Tomme
Tomme es una familia de quesos originaria principalmente de los Alpes franceses y de la región suiza de Romandía, aunque también se elaboran variedades en otras zonas montañosas de Francia. La palabra “tomme” (o “toma” en ciertos dialectos) históricamente no se refiere a una receta única, sino a un estilo de queso elaborado en pequeños discos, a menudo por agricultores locales utilizando leche desnatada sobrante después de retirar la nata para la producción de mantequilla. Esta práctica se remonta a siglos atrás, lo que convierte a la tomme en uno de los quesos rústicos más antiguos de la tradición alpina. Debido a su origen como subproducto bajo en grasa, la tomme tradicional es menos rica que muchos otros quesos, aunque las versiones modernas pueden emplear leche entera para obtener una textura más cremosa.
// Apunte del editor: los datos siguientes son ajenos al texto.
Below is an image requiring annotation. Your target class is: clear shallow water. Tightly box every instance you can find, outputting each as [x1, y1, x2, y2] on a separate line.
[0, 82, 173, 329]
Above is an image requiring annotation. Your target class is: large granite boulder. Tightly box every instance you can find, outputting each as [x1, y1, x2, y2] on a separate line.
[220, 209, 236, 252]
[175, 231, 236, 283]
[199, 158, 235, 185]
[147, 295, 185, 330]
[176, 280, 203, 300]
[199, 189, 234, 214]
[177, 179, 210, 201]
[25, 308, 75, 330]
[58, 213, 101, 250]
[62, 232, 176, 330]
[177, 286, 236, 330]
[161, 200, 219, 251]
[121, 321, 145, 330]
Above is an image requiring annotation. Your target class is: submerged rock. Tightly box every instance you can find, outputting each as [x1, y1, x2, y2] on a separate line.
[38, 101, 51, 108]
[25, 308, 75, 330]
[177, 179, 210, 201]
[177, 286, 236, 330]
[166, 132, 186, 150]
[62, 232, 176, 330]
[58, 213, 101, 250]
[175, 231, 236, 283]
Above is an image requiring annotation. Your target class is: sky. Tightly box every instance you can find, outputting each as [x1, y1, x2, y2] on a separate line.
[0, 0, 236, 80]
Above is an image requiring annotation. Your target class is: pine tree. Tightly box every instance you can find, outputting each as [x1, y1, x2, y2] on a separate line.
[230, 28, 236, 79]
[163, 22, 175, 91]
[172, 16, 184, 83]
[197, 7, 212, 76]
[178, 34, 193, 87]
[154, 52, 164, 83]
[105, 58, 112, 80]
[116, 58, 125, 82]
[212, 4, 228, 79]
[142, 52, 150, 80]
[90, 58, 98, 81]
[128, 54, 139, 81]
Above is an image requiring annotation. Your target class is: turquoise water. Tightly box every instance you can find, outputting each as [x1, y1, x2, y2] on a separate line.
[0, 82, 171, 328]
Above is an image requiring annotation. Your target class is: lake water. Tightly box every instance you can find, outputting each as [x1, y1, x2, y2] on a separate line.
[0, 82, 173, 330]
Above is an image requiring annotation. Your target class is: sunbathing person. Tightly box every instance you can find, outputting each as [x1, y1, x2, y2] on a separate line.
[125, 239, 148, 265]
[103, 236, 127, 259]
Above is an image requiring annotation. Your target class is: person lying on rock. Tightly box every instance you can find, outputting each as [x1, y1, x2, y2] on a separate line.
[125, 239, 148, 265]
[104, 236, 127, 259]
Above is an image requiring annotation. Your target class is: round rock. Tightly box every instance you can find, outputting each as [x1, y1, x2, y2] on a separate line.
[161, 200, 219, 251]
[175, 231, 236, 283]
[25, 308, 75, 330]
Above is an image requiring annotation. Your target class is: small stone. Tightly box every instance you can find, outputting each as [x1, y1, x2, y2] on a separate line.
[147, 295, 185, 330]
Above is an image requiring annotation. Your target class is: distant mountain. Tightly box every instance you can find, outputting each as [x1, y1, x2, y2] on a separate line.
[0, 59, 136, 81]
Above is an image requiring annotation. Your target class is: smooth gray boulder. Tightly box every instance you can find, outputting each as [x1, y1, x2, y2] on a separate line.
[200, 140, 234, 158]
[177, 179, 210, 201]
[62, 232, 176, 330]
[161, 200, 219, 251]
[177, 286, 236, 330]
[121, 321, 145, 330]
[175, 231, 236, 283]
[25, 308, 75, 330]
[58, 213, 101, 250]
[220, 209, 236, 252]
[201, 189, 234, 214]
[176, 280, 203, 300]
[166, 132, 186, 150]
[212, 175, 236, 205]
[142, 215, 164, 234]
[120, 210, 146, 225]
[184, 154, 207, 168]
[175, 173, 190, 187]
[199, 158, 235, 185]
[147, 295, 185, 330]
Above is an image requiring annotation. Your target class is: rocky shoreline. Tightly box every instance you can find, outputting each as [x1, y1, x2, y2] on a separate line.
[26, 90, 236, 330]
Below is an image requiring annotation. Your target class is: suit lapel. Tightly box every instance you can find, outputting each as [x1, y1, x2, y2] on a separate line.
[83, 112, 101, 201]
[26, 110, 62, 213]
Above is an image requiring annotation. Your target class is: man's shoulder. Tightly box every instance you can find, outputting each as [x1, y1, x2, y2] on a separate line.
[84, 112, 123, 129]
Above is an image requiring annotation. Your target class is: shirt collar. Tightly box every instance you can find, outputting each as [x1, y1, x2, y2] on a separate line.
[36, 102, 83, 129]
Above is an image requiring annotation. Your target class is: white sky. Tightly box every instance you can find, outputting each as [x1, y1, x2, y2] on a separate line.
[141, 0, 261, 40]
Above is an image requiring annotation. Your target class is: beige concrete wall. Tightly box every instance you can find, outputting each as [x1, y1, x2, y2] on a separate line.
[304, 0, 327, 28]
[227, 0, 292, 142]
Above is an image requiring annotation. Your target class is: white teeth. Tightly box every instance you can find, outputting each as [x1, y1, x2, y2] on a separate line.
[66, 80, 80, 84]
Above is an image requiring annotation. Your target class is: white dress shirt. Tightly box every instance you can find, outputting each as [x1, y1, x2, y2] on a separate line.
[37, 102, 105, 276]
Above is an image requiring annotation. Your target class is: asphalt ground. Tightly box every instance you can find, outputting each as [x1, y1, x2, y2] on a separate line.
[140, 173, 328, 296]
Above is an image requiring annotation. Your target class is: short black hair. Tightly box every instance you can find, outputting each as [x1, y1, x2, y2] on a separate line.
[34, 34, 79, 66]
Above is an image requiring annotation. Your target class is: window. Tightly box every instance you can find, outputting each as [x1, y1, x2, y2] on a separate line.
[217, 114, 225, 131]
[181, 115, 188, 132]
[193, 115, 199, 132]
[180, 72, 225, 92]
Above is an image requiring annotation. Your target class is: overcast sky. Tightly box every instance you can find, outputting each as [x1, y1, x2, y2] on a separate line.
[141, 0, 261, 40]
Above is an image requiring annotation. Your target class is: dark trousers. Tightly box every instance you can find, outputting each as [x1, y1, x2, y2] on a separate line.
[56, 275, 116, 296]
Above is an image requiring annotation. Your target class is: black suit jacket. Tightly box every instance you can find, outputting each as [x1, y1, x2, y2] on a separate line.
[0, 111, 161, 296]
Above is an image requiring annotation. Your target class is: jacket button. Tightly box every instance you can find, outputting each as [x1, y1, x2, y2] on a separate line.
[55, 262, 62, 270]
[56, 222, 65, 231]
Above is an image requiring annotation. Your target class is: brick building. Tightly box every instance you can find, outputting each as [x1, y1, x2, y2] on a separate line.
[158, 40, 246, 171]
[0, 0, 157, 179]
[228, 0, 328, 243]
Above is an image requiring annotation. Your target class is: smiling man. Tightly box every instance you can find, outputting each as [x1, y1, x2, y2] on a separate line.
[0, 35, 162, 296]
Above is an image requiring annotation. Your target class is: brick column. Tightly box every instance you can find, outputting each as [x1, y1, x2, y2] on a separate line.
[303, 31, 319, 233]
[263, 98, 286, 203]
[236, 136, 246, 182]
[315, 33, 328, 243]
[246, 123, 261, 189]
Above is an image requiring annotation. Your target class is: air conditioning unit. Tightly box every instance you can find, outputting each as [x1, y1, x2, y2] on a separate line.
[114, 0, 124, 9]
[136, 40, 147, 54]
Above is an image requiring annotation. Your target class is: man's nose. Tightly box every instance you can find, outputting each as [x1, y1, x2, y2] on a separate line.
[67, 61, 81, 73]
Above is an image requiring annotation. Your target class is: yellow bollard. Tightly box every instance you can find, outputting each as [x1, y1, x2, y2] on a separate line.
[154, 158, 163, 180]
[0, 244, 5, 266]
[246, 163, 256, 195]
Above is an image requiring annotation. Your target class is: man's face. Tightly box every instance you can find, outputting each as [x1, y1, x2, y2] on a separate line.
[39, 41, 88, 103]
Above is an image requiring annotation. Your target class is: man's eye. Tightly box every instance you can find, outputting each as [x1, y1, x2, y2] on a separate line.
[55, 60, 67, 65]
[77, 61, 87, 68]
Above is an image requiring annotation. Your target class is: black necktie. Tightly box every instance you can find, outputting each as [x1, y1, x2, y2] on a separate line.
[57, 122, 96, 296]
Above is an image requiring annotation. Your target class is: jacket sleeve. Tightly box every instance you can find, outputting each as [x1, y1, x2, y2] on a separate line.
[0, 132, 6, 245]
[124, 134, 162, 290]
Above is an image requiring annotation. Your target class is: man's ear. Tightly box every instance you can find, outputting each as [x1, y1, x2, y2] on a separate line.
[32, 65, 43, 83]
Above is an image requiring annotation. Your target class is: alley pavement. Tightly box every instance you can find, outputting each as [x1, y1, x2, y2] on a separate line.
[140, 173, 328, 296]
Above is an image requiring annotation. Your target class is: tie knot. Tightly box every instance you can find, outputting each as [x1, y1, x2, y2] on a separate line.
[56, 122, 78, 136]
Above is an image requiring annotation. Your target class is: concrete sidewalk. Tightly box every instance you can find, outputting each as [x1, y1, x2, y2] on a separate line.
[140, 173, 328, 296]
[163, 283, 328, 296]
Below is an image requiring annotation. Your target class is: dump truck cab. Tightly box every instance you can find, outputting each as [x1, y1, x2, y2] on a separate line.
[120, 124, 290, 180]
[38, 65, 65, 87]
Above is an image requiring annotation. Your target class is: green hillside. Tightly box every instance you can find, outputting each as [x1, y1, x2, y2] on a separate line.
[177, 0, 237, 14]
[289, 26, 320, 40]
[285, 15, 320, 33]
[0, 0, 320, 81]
El sabor de la tomme varía según la región, el tipo de leche y el tiempo de maduración, pero suele ser de intensidad suave a media, con notas terrosas, de nuez y herbáceas que reflejan los pastos alpinos donde pastan vacas, cabras u ovejas. Su textura va de semiblanda a firme, a menudo con una corteza natural moteada que realza su atractivo rústico. La tomme es muy versátil y puede disfrutarse en rebanadas sobre pan fresco, fundida en gratinados o servida junto a patatas y embutidos. Combina a la perfección con vinos blancos frescos como el Sauvignon Blanc, tintos ligeros como el Pinot Noir o incluso cervezas artesanales tipo farmhouse y sidras secas. Frutas frescas como peras y manzanas, así como frutos secos y miel, son excelentes acompañamientos.

El contenido calórico depende de la grasa láctea utilizada, pero la tomme tradicional de leche desnatada tiende a ser más baja en grasa que quesos cremosos como el Brie, lo que la hace relativamente adecuada para dietas en consumo moderado. Sin embargo, las versiones artesanales con leche entera son más ricas y deben disfrutarse como un capricho más que como un alimento habitual.